Friday, 10 September 2010

Booze Vs. God (a response to Tony Rayns)

In October’s Sight and Sound, to accompany a touring season of films, Tony Rayns’ offers a much appreciated overview of the career of Hong Sangsoo. The article is both a good primer for those unfamiliar with the Korean filmmaker’s work, and an instructive analysis for those lucky and/or dedicated enough to have surveyed the oeuvre. In the last paragraph, Rayns takes issue with critics who habitually compare Hong’s work with that of Eric Rohmer’s. This is, in Rayns’ opinion, “lazy”.

Lazy critics compare Hong with the late Eric Rohmer, simply because both directors think a lot about methods of seduction and underlying sexual attitudes. But it is a false comparison, because Rohmer never surrendered his intellectual detachment and never put his own sensibilities at risk within his films.

Now, putting aside my suspicions that Rayns’ objection may be due to a less than appreciative view of Rohmer’s cinema as a whole (unforgivable, of course), I would still like to take issue with the dismissal. Accepted, the parallels between the two filmmakers could perhaps be overdone, and to view Hong as ‘the Asian Eric Rohmer’ is undoubtedly reductive.

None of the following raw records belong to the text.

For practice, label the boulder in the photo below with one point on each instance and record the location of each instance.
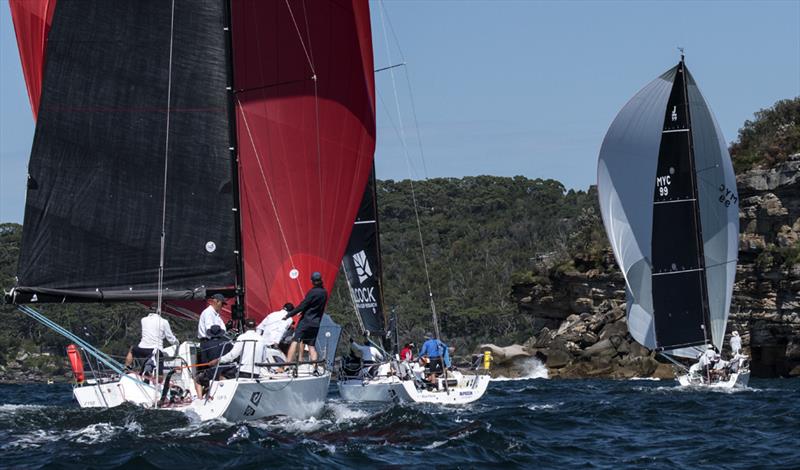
(557, 358)
(618, 328)
(501, 355)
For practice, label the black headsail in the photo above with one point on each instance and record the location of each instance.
(363, 268)
(680, 300)
(94, 202)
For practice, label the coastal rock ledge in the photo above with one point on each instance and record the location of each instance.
(578, 316)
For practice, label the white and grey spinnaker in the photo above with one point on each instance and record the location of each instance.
(670, 208)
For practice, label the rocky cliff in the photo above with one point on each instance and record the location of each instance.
(579, 316)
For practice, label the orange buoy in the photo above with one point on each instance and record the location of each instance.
(76, 362)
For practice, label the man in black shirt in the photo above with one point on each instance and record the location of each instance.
(312, 307)
(216, 345)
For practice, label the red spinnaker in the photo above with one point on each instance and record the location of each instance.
(32, 20)
(305, 113)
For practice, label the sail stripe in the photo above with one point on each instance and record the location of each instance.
(673, 202)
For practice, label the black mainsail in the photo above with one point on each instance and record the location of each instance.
(363, 267)
(680, 305)
(100, 150)
(668, 199)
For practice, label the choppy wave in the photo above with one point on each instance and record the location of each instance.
(549, 423)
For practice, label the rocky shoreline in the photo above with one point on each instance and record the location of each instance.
(579, 317)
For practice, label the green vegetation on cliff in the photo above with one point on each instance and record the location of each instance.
(478, 232)
(772, 136)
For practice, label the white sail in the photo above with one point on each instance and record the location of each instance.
(627, 170)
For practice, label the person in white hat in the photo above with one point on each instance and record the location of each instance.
(736, 343)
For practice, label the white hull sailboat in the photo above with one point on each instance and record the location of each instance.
(453, 388)
(197, 171)
(734, 380)
(668, 198)
(299, 394)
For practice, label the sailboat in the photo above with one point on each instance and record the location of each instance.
(669, 204)
(185, 149)
(390, 379)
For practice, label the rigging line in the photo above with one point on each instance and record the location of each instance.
(416, 123)
(385, 108)
(408, 83)
(266, 185)
(166, 167)
(300, 37)
(411, 181)
(320, 187)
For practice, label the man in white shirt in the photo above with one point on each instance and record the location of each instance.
(155, 330)
(366, 352)
(210, 316)
(249, 349)
(273, 326)
(736, 343)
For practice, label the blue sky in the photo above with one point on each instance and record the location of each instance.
(518, 87)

Both are very distinctive singular voices, but the reasons for the common association are not hard to spot. You only have to look at Rayns’ own bullet point description of Hong’s cinema as “smart, witty movies about likeable/fallible characters who screw up their relationships, drink too much and blurt out awkward and embarrassing truths” to see why people might choose to put the two side-by-side. Rayns’ concession that “both directors think a lot about methods of seduction and underlying sexual attitudes” only tells half of the story. We could add a preference for viewing their characters ‘on holiday’ and a continuing exploration of male anxieties in the face of sexually assured young women (not to mention the diary-like structure of Night and Day that so resembles many of Rohmer's works, and the recent inclusion of dream sequences, a tactic E.R used in Love in the Afternoon). There’s a lot more booze in Hong’s cinema, and a lot less God. But even the marathon drinking sessions that invariably crop up in Hong’s films could perhaps be seen as equivalents to Rohmer’s nightclub/party dancing scenes (in which developing relationships are put under the microscope) that became something of a signature in his later films.

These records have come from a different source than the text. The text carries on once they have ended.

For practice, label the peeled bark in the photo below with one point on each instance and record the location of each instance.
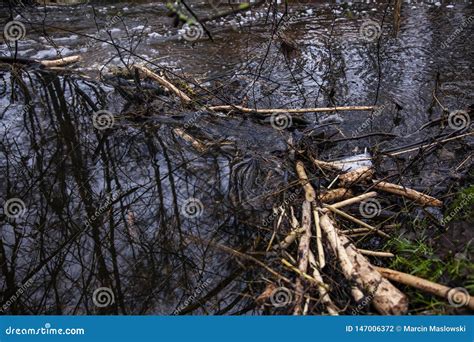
(387, 299)
(414, 195)
(360, 175)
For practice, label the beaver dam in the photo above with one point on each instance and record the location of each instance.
(230, 158)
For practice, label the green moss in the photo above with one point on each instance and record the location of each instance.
(462, 207)
(418, 258)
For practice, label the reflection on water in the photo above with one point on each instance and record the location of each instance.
(129, 205)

The assertion that Rohmer “never surrendered his intellectual detachment and never put his own sensibilities at risk” seems bizarre to me. And if he is suggesting that the more overtly autobiographical nature of Hong’s work means that there is less distance between the filmmaker and his characters, I would point to Hong’s approach of using self consciously alienating tools such as fragmented or elliptical narratives (or, more recently, zooms) that have the effect of producing quasi scientific examinations of the doomed relationship in question.

Hong’s protagonists are generally filmmakers of a similar age to his own, whereas Rohmer chose to remain focused (mainly) on characters in their twenties (instead of going down the Woody Allen route of having his male characters age, while the romantic interest remains in suspended animation). But earlier on in his career Rohmer quite often presented characters with similar biographies to his own (My Night with Maud being the clearest example). As Hong’s career develops we will see which direction he takes.

Hong can be a lot tougher of the feckless males that populate his films, that much is sure. And the final impression we are left with is quite often far more bitter than Rohmer’s more forgiving denouements. But I don’t see why this should stop us from productively reading Hong’s films as critical responses to the Frenchman’s work, and in viewing the pair as one of the bickering almost-couples that they both like to prod.

Rayns concludes his article by offering what is, for him, a far more fitting comparison: that of David Bowie and his song ‘Always Crashing in the Same Car’. I have to say I’m a big fan of such feely associative readings, and, in this spirit I would like to offer my own musical equivalent to Hong’s cinema: the 1981 Dead Kennedys single, 'Too Drunk to Fuck’.